Fun fact, I had an interoperable network between leading chat apps Messenger <-> Telegram <-> Viber <-> LINE back in 2017 on top of which we ran a privacy focused dating platform[1]. It was built using bot APIs of these platforms.

[1] https://www.youtube.com/watch?v=aeuL8_Qinhs

That's not what the draft says. If a provider or service has been identified as a gatekeeper per the criteria laid out in the draft, they need to make the service interoperable with services of other "business users" upon request (that is, other companies). So Signal and Telegram could approach Facebook and ask them for access to some federation-like API to Messenger and WhatsApp and Facebook would be legally required to provide that.

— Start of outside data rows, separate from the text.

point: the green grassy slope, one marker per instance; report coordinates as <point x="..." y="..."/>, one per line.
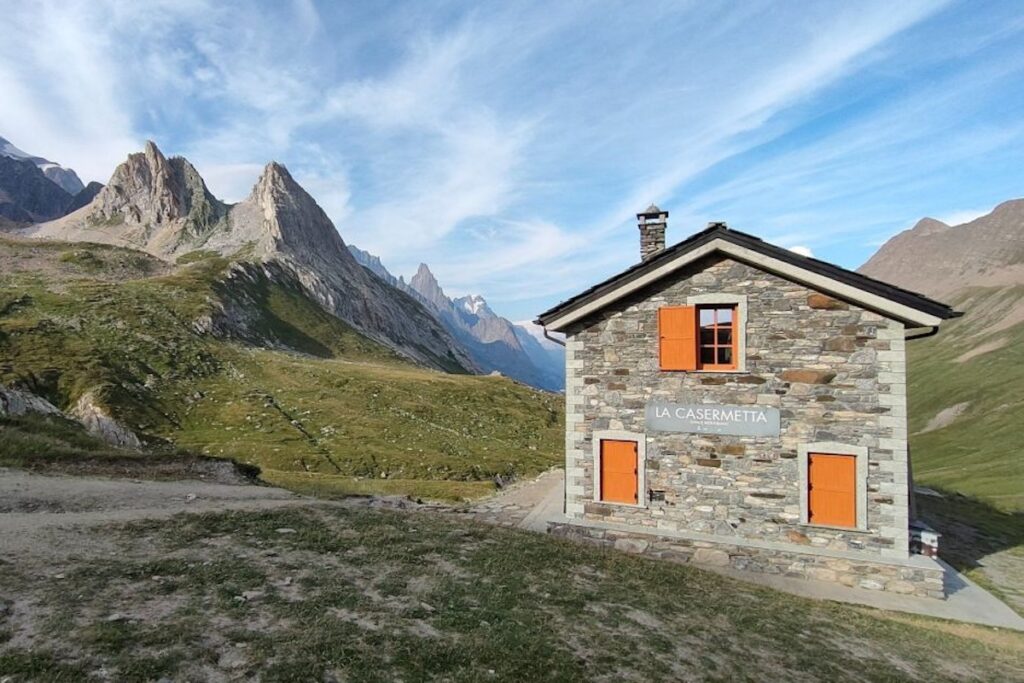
<point x="337" y="413"/>
<point x="355" y="594"/>
<point x="979" y="453"/>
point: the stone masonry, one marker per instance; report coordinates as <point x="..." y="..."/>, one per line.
<point x="836" y="372"/>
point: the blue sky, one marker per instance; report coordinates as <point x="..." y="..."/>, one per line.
<point x="509" y="144"/>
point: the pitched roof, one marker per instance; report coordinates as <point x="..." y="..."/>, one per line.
<point x="873" y="294"/>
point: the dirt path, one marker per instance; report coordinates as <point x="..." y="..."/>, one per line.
<point x="526" y="504"/>
<point x="39" y="513"/>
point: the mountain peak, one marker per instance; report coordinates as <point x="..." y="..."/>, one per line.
<point x="424" y="284"/>
<point x="939" y="260"/>
<point x="152" y="151"/>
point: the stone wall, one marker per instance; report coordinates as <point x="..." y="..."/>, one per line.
<point x="835" y="371"/>
<point x="923" y="578"/>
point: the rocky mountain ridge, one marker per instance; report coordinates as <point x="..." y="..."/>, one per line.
<point x="964" y="383"/>
<point x="495" y="343"/>
<point x="162" y="206"/>
<point x="939" y="260"/>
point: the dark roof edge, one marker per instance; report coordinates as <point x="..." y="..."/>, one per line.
<point x="718" y="230"/>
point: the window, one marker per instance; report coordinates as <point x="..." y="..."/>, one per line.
<point x="717" y="343"/>
<point x="705" y="337"/>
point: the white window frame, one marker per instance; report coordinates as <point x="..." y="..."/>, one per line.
<point x="620" y="435"/>
<point x="737" y="300"/>
<point x="835" y="449"/>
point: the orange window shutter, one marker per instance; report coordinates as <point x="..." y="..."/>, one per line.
<point x="677" y="328"/>
<point x="833" y="495"/>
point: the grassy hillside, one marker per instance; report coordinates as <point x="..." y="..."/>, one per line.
<point x="976" y="363"/>
<point x="181" y="354"/>
<point x="355" y="594"/>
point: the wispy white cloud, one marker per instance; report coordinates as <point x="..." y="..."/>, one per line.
<point x="963" y="215"/>
<point x="511" y="144"/>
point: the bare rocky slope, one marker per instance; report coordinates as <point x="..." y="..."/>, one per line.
<point x="940" y="260"/>
<point x="495" y="343"/>
<point x="966" y="402"/>
<point x="163" y="207"/>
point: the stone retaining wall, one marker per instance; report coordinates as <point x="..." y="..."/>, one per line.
<point x="920" y="582"/>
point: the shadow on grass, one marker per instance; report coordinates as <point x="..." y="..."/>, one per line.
<point x="971" y="528"/>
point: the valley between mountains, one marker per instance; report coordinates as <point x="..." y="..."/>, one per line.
<point x="162" y="319"/>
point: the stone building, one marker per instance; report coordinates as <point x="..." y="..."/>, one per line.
<point x="732" y="402"/>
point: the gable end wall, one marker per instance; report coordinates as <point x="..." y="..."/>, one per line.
<point x="745" y="488"/>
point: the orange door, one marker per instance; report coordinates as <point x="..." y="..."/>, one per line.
<point x="832" y="489"/>
<point x="619" y="471"/>
<point x="677" y="327"/>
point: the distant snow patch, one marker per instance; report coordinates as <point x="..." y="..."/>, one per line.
<point x="945" y="417"/>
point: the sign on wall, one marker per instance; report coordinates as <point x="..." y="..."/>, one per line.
<point x="713" y="419"/>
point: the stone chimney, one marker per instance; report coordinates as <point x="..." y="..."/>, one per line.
<point x="651" y="222"/>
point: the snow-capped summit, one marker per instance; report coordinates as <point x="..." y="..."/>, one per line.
<point x="65" y="177"/>
<point x="473" y="303"/>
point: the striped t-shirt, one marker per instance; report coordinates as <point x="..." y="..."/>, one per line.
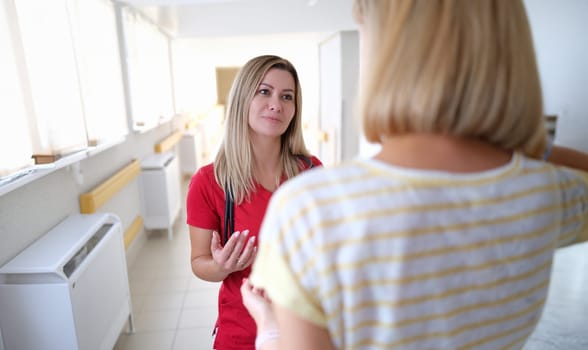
<point x="388" y="257"/>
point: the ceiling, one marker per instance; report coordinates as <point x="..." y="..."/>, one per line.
<point x="206" y="18"/>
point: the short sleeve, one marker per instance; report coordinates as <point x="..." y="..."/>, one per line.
<point x="200" y="201"/>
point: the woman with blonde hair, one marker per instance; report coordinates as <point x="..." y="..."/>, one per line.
<point x="262" y="147"/>
<point x="445" y="238"/>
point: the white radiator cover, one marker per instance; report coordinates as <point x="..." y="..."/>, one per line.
<point x="69" y="289"/>
<point x="160" y="183"/>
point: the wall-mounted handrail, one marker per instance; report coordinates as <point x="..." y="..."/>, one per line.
<point x="91" y="201"/>
<point x="169" y="142"/>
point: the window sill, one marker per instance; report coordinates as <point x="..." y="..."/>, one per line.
<point x="35" y="172"/>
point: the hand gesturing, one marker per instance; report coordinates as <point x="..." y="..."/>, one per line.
<point x="233" y="257"/>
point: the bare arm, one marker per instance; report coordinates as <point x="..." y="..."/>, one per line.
<point x="211" y="261"/>
<point x="569" y="157"/>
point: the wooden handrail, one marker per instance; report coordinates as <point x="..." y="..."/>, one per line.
<point x="169" y="142"/>
<point x="91" y="201"/>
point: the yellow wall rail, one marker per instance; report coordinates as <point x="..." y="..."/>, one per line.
<point x="133" y="230"/>
<point x="91" y="201"/>
<point x="168" y="142"/>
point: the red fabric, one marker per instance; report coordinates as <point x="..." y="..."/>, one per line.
<point x="205" y="207"/>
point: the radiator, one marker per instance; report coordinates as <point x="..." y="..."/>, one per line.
<point x="160" y="183"/>
<point x="69" y="289"/>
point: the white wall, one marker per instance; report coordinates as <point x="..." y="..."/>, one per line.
<point x="560" y="32"/>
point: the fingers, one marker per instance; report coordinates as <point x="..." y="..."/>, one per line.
<point x="238" y="252"/>
<point x="215" y="242"/>
<point x="237" y="240"/>
<point x="248" y="254"/>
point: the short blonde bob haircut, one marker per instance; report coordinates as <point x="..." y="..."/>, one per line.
<point x="233" y="166"/>
<point x="458" y="67"/>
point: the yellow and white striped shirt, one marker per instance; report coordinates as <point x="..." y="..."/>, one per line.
<point x="388" y="257"/>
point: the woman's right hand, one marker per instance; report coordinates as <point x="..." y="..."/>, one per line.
<point x="232" y="256"/>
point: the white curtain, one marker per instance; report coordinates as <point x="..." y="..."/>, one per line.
<point x="149" y="69"/>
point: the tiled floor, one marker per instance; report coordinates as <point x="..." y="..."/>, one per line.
<point x="173" y="310"/>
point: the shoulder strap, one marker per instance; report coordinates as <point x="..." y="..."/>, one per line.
<point x="229" y="216"/>
<point x="306" y="160"/>
<point x="229" y="226"/>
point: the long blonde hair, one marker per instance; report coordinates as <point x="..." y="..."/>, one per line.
<point x="233" y="165"/>
<point x="458" y="67"/>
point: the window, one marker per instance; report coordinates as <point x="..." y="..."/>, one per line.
<point x="61" y="87"/>
<point x="15" y="141"/>
<point x="149" y="72"/>
<point x="100" y="70"/>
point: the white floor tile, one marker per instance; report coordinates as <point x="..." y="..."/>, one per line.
<point x="200" y="298"/>
<point x="203" y="317"/>
<point x="163" y="301"/>
<point x="161" y="340"/>
<point x="193" y="339"/>
<point x="157" y="320"/>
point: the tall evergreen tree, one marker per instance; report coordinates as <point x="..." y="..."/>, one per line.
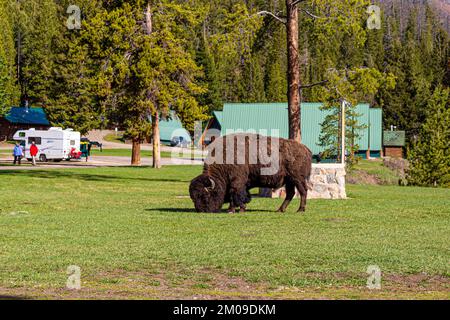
<point x="8" y="88"/>
<point x="430" y="154"/>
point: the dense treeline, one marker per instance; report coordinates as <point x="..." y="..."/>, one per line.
<point x="220" y="50"/>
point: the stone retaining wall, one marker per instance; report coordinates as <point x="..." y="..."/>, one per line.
<point x="327" y="180"/>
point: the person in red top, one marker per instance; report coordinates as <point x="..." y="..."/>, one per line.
<point x="33" y="152"/>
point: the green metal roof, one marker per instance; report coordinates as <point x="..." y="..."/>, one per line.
<point x="376" y="128"/>
<point x="263" y="118"/>
<point x="172" y="127"/>
<point x="219" y="116"/>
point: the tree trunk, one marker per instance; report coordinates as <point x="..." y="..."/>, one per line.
<point x="294" y="98"/>
<point x="136" y="152"/>
<point x="156" y="142"/>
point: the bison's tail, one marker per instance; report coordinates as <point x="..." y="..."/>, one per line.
<point x="309" y="184"/>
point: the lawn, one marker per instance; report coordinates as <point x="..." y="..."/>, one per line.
<point x="134" y="234"/>
<point x="144" y="153"/>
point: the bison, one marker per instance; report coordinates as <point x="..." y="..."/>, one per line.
<point x="239" y="162"/>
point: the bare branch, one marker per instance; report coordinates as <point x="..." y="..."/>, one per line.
<point x="296" y="2"/>
<point x="276" y="17"/>
<point x="312" y="15"/>
<point x="306" y="86"/>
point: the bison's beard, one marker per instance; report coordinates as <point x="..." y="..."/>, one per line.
<point x="207" y="196"/>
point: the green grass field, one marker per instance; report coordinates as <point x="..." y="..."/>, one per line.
<point x="134" y="234"/>
<point x="126" y="153"/>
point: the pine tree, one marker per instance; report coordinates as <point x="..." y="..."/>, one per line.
<point x="430" y="155"/>
<point x="144" y="69"/>
<point x="8" y="88"/>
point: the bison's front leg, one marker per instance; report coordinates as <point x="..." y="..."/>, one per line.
<point x="290" y="193"/>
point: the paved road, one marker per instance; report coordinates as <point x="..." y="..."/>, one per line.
<point x="94" y="161"/>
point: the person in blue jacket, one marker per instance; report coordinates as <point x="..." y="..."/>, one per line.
<point x="18" y="153"/>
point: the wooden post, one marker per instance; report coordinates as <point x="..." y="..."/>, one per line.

In fact, thinking about the exact wording, there might potentially be a loophole that would allow Messenger and WhatsApp to stay incompatible because they're different services by the same provider. But IANAL.

If that's the case then I stand corrected, Thanks. It just sounds too good to be true, But if consumer protection is the goal then it's what makes most sense.

Still I'm skeptical that this draft would see it's light as a law as it is, iMessage is one of the main pillars of Apple ecosystem; Many in U.S. have told me that they must use iPhone as everyone is on iMessage there and I feel Apple will throw everything it has to prevent it being interoperable with WhatsApp in EU which has significant user-base there.